Davantage, au-delà des mesures de soutien actionnées par les pouvoirs publics, le Rwanda a très vite fait le pari de rouvrir des secteurs clés de l’économie, notamment celui du tourisme, le pays reprenant avec succès sa stratégie consistant à accueillir de grandes conférences et événements sportifs internationaux, telle que la deuxième réunion ministérielle UE-UA, la Ligue africaine de basket-ball et le Championnat africain de volley-ball, trois événements tenus en 2021. Au total, l’objectif est de récolter 800 millions de dollars de revenus annuels grâce au tourisme d’ici 2024. 

Parier sur la réouverture rapide des secteurs clés de l’économie

En attenant la venue, en 2025, des championnats du monde de cyclisme, qui seront organisés dans la capitale rwandaise. Une première pour le continent africain. La reprise de l’activité économique est également soutenue par le commerce régional, notamment avec la République démocratique du Congo, qui dispose depuis l’année dernière de deux nouvelles dessertes aériennes- Goma et Lubumbashi-depuis Kigali, opérées par la compagnie RwandAir. 

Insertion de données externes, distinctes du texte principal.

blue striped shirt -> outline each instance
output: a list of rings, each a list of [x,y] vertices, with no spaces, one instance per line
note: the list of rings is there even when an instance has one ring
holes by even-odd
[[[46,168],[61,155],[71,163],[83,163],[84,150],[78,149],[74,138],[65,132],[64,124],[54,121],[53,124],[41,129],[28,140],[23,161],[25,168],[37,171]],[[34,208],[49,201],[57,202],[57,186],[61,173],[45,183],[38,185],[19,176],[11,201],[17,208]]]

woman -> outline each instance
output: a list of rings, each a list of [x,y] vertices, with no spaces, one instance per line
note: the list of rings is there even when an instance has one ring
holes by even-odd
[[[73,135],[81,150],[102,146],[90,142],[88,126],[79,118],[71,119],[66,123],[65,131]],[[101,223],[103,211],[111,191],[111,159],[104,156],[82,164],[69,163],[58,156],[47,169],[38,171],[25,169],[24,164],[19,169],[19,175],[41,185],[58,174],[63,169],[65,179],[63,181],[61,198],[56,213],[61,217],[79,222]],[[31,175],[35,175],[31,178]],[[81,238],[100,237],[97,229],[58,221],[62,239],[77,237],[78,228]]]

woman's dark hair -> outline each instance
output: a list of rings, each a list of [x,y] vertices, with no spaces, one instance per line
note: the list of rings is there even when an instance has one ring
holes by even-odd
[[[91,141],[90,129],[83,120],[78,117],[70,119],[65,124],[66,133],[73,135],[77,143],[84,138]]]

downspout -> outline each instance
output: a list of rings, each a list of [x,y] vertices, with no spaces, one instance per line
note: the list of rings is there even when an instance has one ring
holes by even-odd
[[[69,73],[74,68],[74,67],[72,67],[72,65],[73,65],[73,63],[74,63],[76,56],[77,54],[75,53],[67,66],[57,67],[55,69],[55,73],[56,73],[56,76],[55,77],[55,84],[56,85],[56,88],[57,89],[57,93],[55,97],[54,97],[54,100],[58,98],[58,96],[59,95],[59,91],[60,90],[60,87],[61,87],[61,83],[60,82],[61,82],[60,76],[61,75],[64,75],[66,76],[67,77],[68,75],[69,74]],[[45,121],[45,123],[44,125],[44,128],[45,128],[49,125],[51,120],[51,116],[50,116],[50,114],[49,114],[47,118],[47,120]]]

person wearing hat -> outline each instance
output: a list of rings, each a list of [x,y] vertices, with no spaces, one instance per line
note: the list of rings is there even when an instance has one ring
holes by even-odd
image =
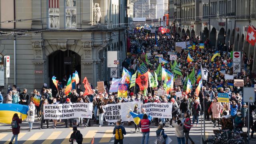
[[[70,144],[73,144],[74,142],[76,142],[78,144],[82,144],[83,141],[83,135],[79,130],[77,130],[76,126],[73,127],[73,133],[70,136],[70,138],[69,140]]]
[[[234,130],[242,130],[244,126],[244,118],[242,117],[242,112],[237,112],[234,121]]]

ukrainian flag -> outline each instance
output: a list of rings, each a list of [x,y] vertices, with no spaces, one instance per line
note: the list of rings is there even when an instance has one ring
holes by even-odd
[[[130,112],[130,114],[132,116],[132,118],[133,118],[133,121],[137,125],[139,124],[140,120],[142,119],[143,115],[144,115],[144,114],[138,114],[131,112]],[[151,121],[152,117],[150,115],[148,115],[148,119],[149,121]]]
[[[0,123],[10,124],[15,113],[19,116],[22,115],[22,119],[27,118],[28,106],[20,104],[0,104]]]

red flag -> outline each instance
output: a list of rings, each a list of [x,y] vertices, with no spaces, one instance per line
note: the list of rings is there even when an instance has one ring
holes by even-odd
[[[84,96],[92,94],[93,92],[92,90],[91,86],[90,85],[88,80],[87,80],[87,78],[86,77],[84,77],[84,79],[83,84],[84,84],[84,88],[85,88],[84,93]]]
[[[148,72],[141,75],[136,79],[136,83],[140,86],[140,90],[144,90],[145,88],[148,88]]]
[[[254,27],[253,28],[250,26],[249,26],[246,35],[246,41],[253,46],[256,43],[256,30],[254,28]]]

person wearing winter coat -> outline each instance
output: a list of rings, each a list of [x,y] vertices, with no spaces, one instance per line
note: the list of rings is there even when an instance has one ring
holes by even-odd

Autant de mesures qui justifient « [qu’à] moyen terme, la croissance devrait converger progressivement vers la tendance pré-pandémique de 7,5 %, grâce à la vigueur des investissements directs étrangers (IDE), au maintien d’investissements publics élevés et à la reprise dans les pays partenaires commerciaux », expliquent les équipes du FMI qui craignent toutefois un risque d’aggravation de la  pauvreté et du chômage. Une appréhension partagée par les experts de la Banque mondiale : ces derniers estiment qu’en raison du confinement, des règles de distanciation sociale et de l’augmentation des coûts liés à la pandémie, le nombre de pauvres dans le pays pourrait augmenter de 5,1 points de pourcentage (soit plus de 550 000 personnes), plus de 80 % des personnes touchées se trouvant dans les zones rurales.

Une des nations africaines les plus résilientes

Il n’empêche, au-delà de l’impact immédiat de la pandémie, notamment sur les finances publiques (le déficit public est attendu à 8,6 % du PIB pour l’exercice fiscal 2022, selon l’agence de notation Fitch), la gestion économique à long terme du Rwanda n’est pas remise en cause. Bien au contraire. D’après l’agence financière Moody’s, le pays serait, avec le Cameroun et la Côte d’Ivoire, l’une des nations africaines qui résisterait le mieux à une crise économique.